Rodney Dangerfield had his shtick, and it brought millions of laughs over an illustrious career. The self-deprecating comedic genius, with his bulging eyes roving and his nervous hands tie tightening, was famous for the catchphrase “I don’t get no respect.”
A not-so-funny matter is that many companies that bring thought leadership to market think the same way. They believe the content they produce doesn't get much respect from the executives they’re trying to impress. That belief, whether those thought leadership marketers know it or not, makes them far less effective at thought leadership. And I don’t think most realize it.
How do I know most thought leadership marketers believe they get no respect from the executives they’re trying to influence? A recent survey by Edelman and LinkedIn confirmed it. The two firms polled more than 1,200 decision makers and influencers in U.S. organizations (about a third of which had more than 1,000 employees). These executives are big consumers of thought leadership content. In fact, 55% believe it is an important way to evaluate companies they’re thinking of using. After reading thought leadership content, 45% actually invited the company that published it to bid on work. These companies hadn’t been in the running for that work previously.
Yet while more than half of executives who read thought leadership believe it has impact, a much smaller percentage of thought leadership marketers think the same thing. When Edelman/LinkedIn surveyed thought leadership producers – the kinds of firms we work with at Bloom Group – about whether their content increased the number of requests for proposals they get, only 17% said it did.
In a similar vein, 58% of executive consumers of thought leadership said it directly led to awarding business to the producers of that content.

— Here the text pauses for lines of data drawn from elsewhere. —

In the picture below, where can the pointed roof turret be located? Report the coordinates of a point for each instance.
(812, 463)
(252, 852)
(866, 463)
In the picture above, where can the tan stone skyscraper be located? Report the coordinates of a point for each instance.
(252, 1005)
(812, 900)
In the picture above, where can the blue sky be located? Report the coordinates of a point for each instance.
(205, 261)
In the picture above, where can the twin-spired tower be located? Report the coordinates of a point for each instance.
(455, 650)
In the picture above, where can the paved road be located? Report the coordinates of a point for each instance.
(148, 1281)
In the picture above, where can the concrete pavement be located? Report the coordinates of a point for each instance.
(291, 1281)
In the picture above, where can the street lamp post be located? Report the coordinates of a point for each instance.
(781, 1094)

Yet most thought leadership marketers don’t believe that, according to the survey. Less than half as many producers of thought leadership content (26%) said it helps their firms close business. What’s more, 61% of executives are willing to pay a premium for companies that establish themselves as thought leaders. Only 14% of thought leadership marketers believe their thought leadership lets them charge more than competitors with lower quality content or none at all.
Why does it matter that most thought leadership marketers have a Rodney Dangerfield syndrome? It’s because if they have it, their bosses are likely to have it. And if their bosses have it, they aren’t likely to give marketing the budget and attention necessary for thought leadership to gain respect with clients – i.e., to generate leads and revenue.
Our own research shows that the most effective firms at thought leadership marketing have much bigger budgets than the least effective firms. Of the 312 U.S. B2B thought leadership marketers that we surveyed, the most effective ones had an average budget (7.0% of revenue) that was more than twice the size of the least effective marketers (3.2% of revenue). And the most effective thought leadership marketers are far more likely to know the impact on leads and revenue.
If you want more budget, you better believe it will generate more leads and revenue. (And, of course, you need to prove it.)
But if you don’t believe it, be prepared to deal with another side effect of the Rodney Dangerfield syndrome: Your salespeople will ignore your content. If you feel your content doesn’t generate many leads, why should they talk about it with clients and prospects? They won’t.
And that, in turn, will only deeper the Rodney Dangerfield syndrome that bedevils many thought leadership marketers. If you produce compelling content and get it into the hands of clients and prospects, you need to believe it will have impact. Most of them clearly do. So should you.